From the Yellow Sheet Report
Critics and proponents of electric retail had until Aug. 16 to counteract points raised by proponents, and the debate has been expectedly spirited and impassioned. Freeport-McMoRan and Arizonans for Electric Choice and Competition took up the mantle for the pro-deregulation side, arguing that pushing ahead with electric retail is not only legal, but is also the legislatively-stated preference, since competition laws created in the 1990s are still on the books, even if they’ve never been implemented.
Freeport-McMoRan and AECC also sought to debunk the argument that electric retail would put Arizona’s coal-powered plants out of business, calling it a “red herring.” Instead, the real threat to the Navajo Generating Station and the Four Corners Power Plant comes from the EPA and its environmental mandates, the deregulation proponents said.

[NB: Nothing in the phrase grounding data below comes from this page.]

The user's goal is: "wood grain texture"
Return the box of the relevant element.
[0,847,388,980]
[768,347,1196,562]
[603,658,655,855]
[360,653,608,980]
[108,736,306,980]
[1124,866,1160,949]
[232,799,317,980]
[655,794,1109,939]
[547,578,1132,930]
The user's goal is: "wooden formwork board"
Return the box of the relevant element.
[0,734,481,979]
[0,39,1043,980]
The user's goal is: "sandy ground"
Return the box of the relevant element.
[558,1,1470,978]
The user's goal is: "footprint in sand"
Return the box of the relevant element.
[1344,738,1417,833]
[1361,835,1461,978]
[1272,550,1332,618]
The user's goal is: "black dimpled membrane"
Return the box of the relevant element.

Meanwhile, the Mohave Electric Cooperative, which serves Bullhead City, Fort Mohave, Mohave Valley, Wikieup, Hackberry, and Peach Springs, didn’t hold back in its comments to the Corporation Commission (ACC) warning the latter that jumping into deregulation exposes Arizona to a “trial balloon.” “Why would the Arizona Corporation Commission want to gamble and put into jeopardy what is today a vibrant, healthy and reliable Arizona electric utility system that delivers affordable electricity?” the co-op asked. The utility contended that no other Rocky Mountain state has ventured into deregulation, and more significantly, no “retail competition success story” exists.
Elsewhere on the blogosphere, HighGround also panned the current push for deregulation, saying Arizona has “been there and done that” and correctly halted its efforts after California’s bad experience.